A repercussão negativa com a mistura de corte de gastos e tributação de super-ricos que já era esperada pelos integrantes da equipe econômica também esfriou o anúncio de outras medidas de aumento das receitas que o governo contava enviar ao Congresso Nacional até o final do ano. Não há clima.
Faltaram explicações e sobraram frases marqueteiras na entrevista coletiva de ministros e integrantes do segundo escalão do governo, transmitida ao vivo na quinta-feira (28) e convocada justamente para detalhar o pacote.
Na mesa dos entrevistados, nenhum representante da Receita Federal para retirar todas as dúvidas do imposto mínimo de taxação das rendas de contribuintes milionários a ser criado para bancar a elevação para R$ 5.000 da isenção da tabela do Imposto de Renda da Pessoa Física.
As duas medidas haviam sido anunciadas com pompa política e circunstância pelo ministro Fernando Haddad (Fazenda) na noite anterior em cadeia nacional de rádio.
São muitos os pontos soltos do pacote. A piora do mercado está também relacionada a esse fato. Sem os detalhes, os especialistas em contas públicas não conseguem saber se os números projetados de economia de R$ 327 bilhões são críveis ou obra para inglês ver.

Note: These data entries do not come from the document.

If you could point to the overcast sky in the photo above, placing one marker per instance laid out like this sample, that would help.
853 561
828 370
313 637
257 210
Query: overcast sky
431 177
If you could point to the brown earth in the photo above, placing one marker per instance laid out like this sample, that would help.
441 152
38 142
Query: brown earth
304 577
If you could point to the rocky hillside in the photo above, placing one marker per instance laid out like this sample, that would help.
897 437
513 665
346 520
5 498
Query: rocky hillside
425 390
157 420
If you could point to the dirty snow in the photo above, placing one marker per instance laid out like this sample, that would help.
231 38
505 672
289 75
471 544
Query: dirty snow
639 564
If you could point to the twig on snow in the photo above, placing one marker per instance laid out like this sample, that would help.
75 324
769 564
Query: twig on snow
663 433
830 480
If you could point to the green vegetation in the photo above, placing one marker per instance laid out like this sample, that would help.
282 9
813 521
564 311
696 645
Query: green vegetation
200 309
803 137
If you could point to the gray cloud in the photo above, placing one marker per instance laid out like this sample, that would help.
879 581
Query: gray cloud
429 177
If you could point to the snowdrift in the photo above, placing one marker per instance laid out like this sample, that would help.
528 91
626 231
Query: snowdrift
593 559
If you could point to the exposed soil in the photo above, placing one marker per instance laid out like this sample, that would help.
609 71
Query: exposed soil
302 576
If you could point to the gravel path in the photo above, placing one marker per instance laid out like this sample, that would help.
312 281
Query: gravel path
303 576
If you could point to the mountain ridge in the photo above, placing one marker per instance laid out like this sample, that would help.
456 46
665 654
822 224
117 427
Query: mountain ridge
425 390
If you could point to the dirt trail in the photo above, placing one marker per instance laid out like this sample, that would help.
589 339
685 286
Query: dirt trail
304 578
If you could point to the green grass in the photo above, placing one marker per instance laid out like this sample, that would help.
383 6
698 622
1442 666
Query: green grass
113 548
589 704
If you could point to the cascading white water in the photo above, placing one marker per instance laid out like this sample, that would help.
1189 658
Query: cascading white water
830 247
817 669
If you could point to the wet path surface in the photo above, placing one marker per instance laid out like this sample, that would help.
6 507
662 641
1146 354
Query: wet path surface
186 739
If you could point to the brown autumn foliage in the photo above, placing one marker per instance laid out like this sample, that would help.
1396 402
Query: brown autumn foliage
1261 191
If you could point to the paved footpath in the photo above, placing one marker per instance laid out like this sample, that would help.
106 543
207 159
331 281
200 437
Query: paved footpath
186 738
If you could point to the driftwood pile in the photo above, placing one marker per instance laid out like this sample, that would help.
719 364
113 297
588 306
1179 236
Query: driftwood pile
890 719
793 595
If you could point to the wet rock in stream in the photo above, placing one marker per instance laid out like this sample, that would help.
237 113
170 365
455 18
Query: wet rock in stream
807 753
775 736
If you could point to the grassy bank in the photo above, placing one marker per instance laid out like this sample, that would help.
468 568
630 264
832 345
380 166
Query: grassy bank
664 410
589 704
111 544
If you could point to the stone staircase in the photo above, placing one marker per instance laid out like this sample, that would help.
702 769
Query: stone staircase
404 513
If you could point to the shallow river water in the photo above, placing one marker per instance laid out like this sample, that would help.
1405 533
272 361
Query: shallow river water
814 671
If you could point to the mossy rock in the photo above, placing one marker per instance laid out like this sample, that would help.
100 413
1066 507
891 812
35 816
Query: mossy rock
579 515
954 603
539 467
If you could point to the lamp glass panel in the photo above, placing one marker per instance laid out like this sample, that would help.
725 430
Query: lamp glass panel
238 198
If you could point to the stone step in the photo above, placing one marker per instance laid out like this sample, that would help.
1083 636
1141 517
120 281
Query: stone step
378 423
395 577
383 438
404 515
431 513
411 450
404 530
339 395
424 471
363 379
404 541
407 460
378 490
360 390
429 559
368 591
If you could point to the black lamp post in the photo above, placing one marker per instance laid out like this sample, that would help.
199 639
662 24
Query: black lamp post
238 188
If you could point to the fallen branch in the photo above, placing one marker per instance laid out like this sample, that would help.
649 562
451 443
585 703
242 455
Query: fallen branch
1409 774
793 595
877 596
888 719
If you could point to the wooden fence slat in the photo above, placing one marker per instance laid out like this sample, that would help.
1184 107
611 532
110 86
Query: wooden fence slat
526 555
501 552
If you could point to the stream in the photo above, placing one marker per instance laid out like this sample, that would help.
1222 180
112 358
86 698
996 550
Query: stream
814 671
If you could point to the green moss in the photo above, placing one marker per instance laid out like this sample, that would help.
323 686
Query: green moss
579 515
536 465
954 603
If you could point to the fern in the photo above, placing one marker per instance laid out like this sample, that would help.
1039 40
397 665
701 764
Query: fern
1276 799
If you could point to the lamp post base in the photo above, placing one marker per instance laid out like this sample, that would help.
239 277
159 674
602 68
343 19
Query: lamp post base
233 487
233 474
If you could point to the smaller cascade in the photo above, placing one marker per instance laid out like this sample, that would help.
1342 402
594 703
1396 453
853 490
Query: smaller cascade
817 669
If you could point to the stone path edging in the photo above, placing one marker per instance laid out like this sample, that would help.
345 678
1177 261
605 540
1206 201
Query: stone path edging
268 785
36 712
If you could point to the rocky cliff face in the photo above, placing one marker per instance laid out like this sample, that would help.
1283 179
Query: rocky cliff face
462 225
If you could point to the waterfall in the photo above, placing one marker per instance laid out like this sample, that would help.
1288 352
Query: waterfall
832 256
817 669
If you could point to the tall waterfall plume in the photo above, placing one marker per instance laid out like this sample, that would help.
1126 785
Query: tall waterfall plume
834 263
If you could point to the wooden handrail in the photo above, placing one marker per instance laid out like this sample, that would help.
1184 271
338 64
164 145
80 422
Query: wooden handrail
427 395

Enquanto o mercado financeiro derretia à espera dos textos da PEC e dos projetos de lei ao longo do dia, a informação de que a minuta do projeto de tributação previa a tributação de 7,5% dos dividendos remetidos ao exterior por empresas ajudou a piorar o quadro.
A primeira leitura do mercado foi a de que se tratava de uma espécie de IOF (Imposto sobre Operações Financeiras) sobre saída de capital.
A ordem no Ministério da Fazenda foi não comentar. Sem negar oficialmente, o assunto ficou no ar ao longo do dia, alimentando a histeria.
Se a medida está no pacote, deveria ter sido informada na entrevista e incluída no material de divulgação. Se não está, qual a razão para não descartar oficialmente?
O mais provável é que tenha sido retirada de última hora para não aumentar o ruído provocado pela mistura do pacote de corte de gastos com o novo tributo, que desagrada ao pessoal da Faria Lima, a empresários do setor produtivo, a advogados, ao agro...
A confusão é geral. Na falta de coordenação de expectativas pelo lado do governo, os presidentes do Senado, Rodrigo Pacheco (PSD-MG), e da Câmara, Arthur Lira (PP-AL), numa operação coordenada, colocaram o projeto na geladeira —pelo menos por enquanto. A ajuda teve o dedo da equipe econômica, que não queria o anúncio conjunto.
O quadro de barata-voa ofuscou o que o pacote tem de avanços, como a medida que restringe o ganho real do salário mínimo. Lula ter recuado na política de valorização do mínimo foi um passo importante.
A maior parte da economia de despesas do pacote, após 2027, refletirá essa medida. Em 2030, o impacto dela foi estimado em R$ 35 bilhões —valor maior do que os R$ 30,6 bilhões esperados com todo o pacote em 2025.
Não é um pacote fantástico, mas está longe de ser uma desgraça.